Capillaria hepatica (=Callodium hepatica) is a nematode worm that normally parasitizes non-human mammals, but occasionally infects humans, causing hepatic capillariasis.
Capillaria hepatica has a direct life cycle requiring just a single host. Adult worms invade the liver of the host (usually rodents, but also pigs, carnivores, and primates, including humans) and lay hundreds of eggs in the surrounding parenchyma. The eggs are not passed in the feces of the host, but rather remain in the liver until the animal dies and decomposes or is eaten by a predator or scavenger. Eggs ingested by another animal are unembryonated, are not infectious, and are passed in the feces, providing an efficient mechanism to release eggs into the environment. Cannibalism has been reported to play an important role in transmission among rodent populations. Eggs embryonate in the environment, where they require air and damp soil to become infective. Under optimal conditions, this takes around 30 days. The cycle continues when embryonated eggs are consumed by a suitable mammal host.Infective eggs hatch in the intestine, releasing larvae.

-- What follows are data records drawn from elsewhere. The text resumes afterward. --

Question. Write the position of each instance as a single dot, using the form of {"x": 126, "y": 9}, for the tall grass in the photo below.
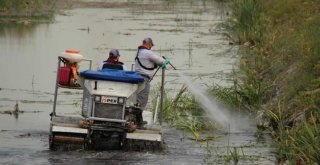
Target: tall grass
{"x": 278, "y": 72}
{"x": 183, "y": 112}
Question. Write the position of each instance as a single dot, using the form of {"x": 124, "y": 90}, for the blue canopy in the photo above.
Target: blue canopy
{"x": 113, "y": 75}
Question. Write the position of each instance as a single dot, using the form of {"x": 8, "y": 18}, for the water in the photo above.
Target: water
{"x": 229, "y": 121}
{"x": 183, "y": 31}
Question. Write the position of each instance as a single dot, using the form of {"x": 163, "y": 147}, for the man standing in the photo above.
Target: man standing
{"x": 145, "y": 64}
{"x": 113, "y": 61}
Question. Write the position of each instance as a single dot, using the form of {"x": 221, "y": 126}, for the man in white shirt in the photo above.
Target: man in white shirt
{"x": 145, "y": 64}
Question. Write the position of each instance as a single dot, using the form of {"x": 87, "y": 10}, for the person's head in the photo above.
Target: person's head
{"x": 148, "y": 42}
{"x": 114, "y": 55}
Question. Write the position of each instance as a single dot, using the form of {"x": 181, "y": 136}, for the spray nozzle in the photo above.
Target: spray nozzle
{"x": 169, "y": 63}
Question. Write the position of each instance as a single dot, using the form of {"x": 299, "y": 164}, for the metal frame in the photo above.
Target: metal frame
{"x": 57, "y": 83}
{"x": 107, "y": 119}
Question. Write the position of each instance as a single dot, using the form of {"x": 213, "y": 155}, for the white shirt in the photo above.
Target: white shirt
{"x": 147, "y": 59}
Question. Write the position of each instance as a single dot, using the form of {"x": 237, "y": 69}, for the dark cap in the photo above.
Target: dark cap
{"x": 148, "y": 40}
{"x": 114, "y": 53}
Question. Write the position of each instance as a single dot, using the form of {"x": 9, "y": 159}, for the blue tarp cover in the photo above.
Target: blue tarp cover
{"x": 113, "y": 75}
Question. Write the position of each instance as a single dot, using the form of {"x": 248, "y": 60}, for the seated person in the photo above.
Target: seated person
{"x": 113, "y": 61}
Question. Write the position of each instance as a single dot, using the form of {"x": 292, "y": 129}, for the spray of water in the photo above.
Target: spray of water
{"x": 228, "y": 121}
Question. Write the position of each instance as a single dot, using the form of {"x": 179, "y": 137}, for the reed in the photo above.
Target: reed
{"x": 278, "y": 72}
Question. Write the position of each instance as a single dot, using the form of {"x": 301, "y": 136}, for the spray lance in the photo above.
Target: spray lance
{"x": 160, "y": 67}
{"x": 167, "y": 61}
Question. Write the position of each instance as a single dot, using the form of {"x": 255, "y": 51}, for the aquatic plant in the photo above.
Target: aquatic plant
{"x": 183, "y": 112}
{"x": 278, "y": 72}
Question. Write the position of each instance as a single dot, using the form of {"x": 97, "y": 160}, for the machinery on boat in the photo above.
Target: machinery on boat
{"x": 108, "y": 112}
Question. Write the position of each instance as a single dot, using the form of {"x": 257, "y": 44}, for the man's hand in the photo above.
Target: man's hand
{"x": 166, "y": 62}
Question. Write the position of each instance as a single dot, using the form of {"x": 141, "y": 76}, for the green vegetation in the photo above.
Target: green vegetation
{"x": 27, "y": 11}
{"x": 279, "y": 71}
{"x": 183, "y": 112}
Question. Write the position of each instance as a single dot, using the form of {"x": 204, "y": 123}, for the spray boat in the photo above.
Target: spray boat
{"x": 108, "y": 113}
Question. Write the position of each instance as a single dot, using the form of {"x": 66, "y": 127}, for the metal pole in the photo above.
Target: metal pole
{"x": 161, "y": 95}
{"x": 56, "y": 89}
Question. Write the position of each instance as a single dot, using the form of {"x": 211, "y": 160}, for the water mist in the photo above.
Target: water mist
{"x": 229, "y": 121}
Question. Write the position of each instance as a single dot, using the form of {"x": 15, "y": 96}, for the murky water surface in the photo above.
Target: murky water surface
{"x": 184, "y": 31}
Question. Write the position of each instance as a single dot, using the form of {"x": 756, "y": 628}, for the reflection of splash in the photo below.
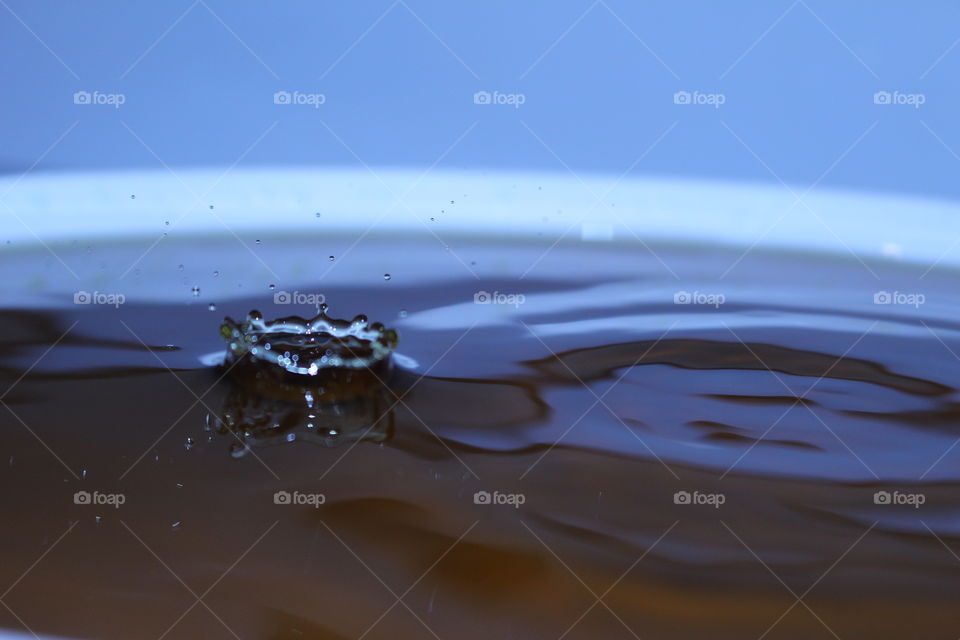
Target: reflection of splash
{"x": 321, "y": 380}
{"x": 257, "y": 419}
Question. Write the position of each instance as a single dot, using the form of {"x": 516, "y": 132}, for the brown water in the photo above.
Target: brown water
{"x": 588, "y": 413}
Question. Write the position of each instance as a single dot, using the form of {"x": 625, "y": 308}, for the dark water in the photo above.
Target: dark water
{"x": 781, "y": 465}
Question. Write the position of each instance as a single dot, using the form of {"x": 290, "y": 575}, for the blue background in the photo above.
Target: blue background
{"x": 598, "y": 80}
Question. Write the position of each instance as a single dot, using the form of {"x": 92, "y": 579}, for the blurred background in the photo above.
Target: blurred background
{"x": 811, "y": 93}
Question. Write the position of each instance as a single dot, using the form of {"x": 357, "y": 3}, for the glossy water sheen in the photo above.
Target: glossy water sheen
{"x": 583, "y": 407}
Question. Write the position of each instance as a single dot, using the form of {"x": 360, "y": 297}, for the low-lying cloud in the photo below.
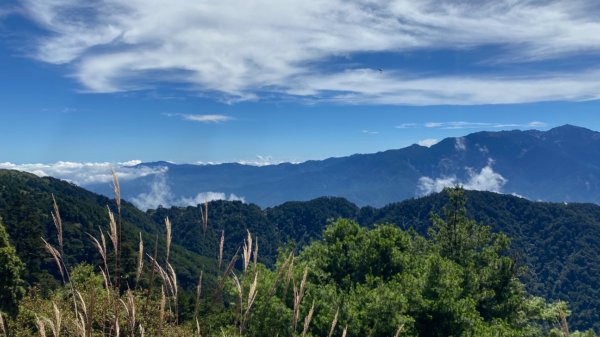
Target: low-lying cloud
{"x": 484, "y": 180}
{"x": 160, "y": 194}
{"x": 83, "y": 174}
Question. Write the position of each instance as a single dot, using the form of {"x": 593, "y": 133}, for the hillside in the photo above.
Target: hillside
{"x": 25, "y": 206}
{"x": 561, "y": 164}
{"x": 557, "y": 243}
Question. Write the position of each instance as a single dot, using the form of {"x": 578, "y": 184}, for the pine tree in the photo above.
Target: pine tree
{"x": 11, "y": 284}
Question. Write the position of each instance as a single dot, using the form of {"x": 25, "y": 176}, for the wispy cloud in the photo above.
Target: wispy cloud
{"x": 160, "y": 193}
{"x": 429, "y": 142}
{"x": 406, "y": 126}
{"x": 202, "y": 118}
{"x": 86, "y": 173}
{"x": 484, "y": 180}
{"x": 480, "y": 125}
{"x": 242, "y": 49}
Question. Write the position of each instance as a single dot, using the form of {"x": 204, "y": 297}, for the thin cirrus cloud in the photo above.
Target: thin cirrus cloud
{"x": 243, "y": 49}
{"x": 201, "y": 118}
{"x": 480, "y": 125}
{"x": 457, "y": 125}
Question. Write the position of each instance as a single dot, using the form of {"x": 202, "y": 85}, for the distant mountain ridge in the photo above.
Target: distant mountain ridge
{"x": 558, "y": 243}
{"x": 561, "y": 164}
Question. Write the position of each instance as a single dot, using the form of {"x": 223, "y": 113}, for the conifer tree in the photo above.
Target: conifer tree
{"x": 11, "y": 284}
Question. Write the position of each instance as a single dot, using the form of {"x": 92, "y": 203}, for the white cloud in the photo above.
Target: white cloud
{"x": 160, "y": 194}
{"x": 207, "y": 196}
{"x": 406, "y": 126}
{"x": 202, "y": 118}
{"x": 241, "y": 49}
{"x": 484, "y": 180}
{"x": 86, "y": 173}
{"x": 481, "y": 125}
{"x": 429, "y": 142}
{"x": 206, "y": 118}
{"x": 460, "y": 144}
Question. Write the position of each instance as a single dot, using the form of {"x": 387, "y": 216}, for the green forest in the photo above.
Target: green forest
{"x": 458, "y": 263}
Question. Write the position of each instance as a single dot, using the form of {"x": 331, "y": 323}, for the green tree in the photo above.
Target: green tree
{"x": 11, "y": 285}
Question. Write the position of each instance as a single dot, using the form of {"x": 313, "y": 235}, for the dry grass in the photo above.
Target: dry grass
{"x": 334, "y": 323}
{"x": 140, "y": 264}
{"x": 298, "y": 295}
{"x": 168, "y": 238}
{"x": 117, "y": 307}
{"x": 221, "y": 243}
{"x": 2, "y": 327}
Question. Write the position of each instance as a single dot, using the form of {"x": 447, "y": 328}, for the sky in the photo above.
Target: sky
{"x": 260, "y": 82}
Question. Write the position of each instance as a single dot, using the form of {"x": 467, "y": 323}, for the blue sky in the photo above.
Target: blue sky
{"x": 263, "y": 81}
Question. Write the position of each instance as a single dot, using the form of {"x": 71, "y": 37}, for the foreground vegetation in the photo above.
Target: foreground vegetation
{"x": 457, "y": 280}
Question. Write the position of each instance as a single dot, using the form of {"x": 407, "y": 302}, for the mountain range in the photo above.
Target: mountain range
{"x": 556, "y": 244}
{"x": 561, "y": 164}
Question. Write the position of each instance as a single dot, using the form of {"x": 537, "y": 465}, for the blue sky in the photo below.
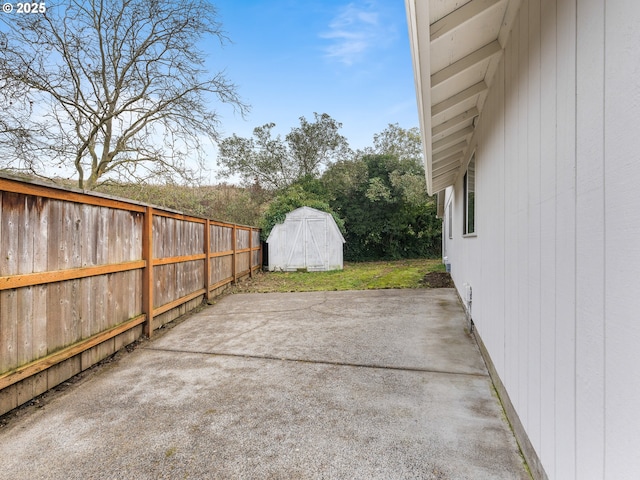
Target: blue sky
{"x": 290, "y": 58}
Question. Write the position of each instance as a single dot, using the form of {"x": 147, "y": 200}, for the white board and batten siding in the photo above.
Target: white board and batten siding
{"x": 308, "y": 239}
{"x": 555, "y": 261}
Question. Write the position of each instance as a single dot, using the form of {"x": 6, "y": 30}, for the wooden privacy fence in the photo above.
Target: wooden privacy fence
{"x": 83, "y": 275}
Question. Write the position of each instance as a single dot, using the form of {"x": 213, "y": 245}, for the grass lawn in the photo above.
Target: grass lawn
{"x": 355, "y": 276}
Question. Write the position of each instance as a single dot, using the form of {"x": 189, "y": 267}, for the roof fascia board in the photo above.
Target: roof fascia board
{"x": 460, "y": 16}
{"x": 458, "y": 98}
{"x": 459, "y": 147}
{"x": 467, "y": 62}
{"x": 420, "y": 43}
{"x": 446, "y": 141}
{"x": 455, "y": 121}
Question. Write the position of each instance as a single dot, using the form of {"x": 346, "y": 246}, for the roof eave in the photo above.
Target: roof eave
{"x": 419, "y": 40}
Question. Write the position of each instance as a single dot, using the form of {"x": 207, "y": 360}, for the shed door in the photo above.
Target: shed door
{"x": 307, "y": 246}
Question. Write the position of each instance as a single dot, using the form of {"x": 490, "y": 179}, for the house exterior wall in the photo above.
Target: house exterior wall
{"x": 555, "y": 262}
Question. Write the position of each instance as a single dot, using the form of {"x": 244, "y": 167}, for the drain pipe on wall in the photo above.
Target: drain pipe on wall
{"x": 468, "y": 300}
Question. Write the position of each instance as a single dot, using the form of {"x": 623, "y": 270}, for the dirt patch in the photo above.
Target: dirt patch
{"x": 437, "y": 280}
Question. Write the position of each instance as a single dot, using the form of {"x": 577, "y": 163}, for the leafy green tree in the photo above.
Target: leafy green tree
{"x": 387, "y": 211}
{"x": 399, "y": 142}
{"x": 276, "y": 163}
{"x": 111, "y": 89}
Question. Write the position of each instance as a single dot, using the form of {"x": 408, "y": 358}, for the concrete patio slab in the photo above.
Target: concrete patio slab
{"x": 330, "y": 385}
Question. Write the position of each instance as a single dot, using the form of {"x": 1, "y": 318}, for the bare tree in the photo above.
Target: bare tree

The larvae migrate via the portal vein to the liver. Larvae take about four weeks to mature and mate. Humans are usually infected after ingesting embryonated eggs in fecal-contaminated food, water, or soil. Occasionally in humans larvae will migrate to the lungs, kidneys, or other organs. The presence of C. hepatica eggs in human stool during routine ova-and-parasite (O&P) examinations indicates spurious passage of ingested eggs rather than a true infection. Diagnosis in humans is usually achieved by finding adults and eggs in biopsy or autopsy specimens.
Rare cases of human infections with C. hepatica have been reported worldwide.